Erik Wernquist est reconnu, et à juste titre blâmé, pour avoir déclenché la sensation animée Grenouille folle dans un monde sans méfiance en 2009. Une grenouille frénétique parcourant les paysages urbains est devenue un visuel emblématique de cette époque (comment c’était il y a 14 ans !?), mais la dernière aventure de Wernquist est loin de ses précédentes tentatives fantaisistes.
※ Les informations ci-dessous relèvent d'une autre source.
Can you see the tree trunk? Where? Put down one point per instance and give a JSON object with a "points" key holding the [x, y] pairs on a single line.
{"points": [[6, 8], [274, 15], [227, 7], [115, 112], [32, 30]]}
Dans son nouveau court métrage intitulé UNE RÉVOLUTION PAR MINUTE, Wernquist peint une toile très différente : une représentation époustouflante de l’étendue de l’humanité dans l’espace et de ce à quoi pourrait ressembler notre avenir au-delà de la Terre. Ce film, d’une durée d’un peu plus de six minutes, présente la transition de l’animateur suédois entre les paysages urbains déformés de Crazy Frog et les panoramas complexes de l’espace.
Le film allie parfaitement fantaisie et réalisme en nous emmenant à bord du SSPO. Espéranta. Pour les fans de science-fiction classique, le Espéranta rappelle les colossales stations spatiales rotatives vues dans des films comme 2001 : Une odyssée de l’espace. Ces stations, de par leur conception, utilisent la force centrifuge pour simuler la gravité, un exploit que Wernquist capture avec à la fois une précision scientifique et une licence poétique. Wernquist dit qu’il a réalisé ce court métrage pour explorer sa « fascination pour la gravité artificielle dans l’espace ».
L’orbiteur planétaire fictif, d’un rayon d’environ 1 476 pieds (450 mètres), tourne à un tour par minute, générant une gravité artificielle d’environ 0,5 g le long de son pont principal, comme l’explique Wernquist sur sa page YouTube.
Tout au long du film, le Espéranta apparaît comme plus qu’une simple station spatiale : c’est un paquebot de luxe rempli d’étoiles. Les téléspectateurs ont droit à des scènes de la station en orbite autour de la Terre, de la Lune, de Mars, de Saturne et de Neptune. Alors que le film touche à sa fin, un vaisseau spatial surprise arrive, prenant le Espéranta dans une aventure au-delà de notre système solaire.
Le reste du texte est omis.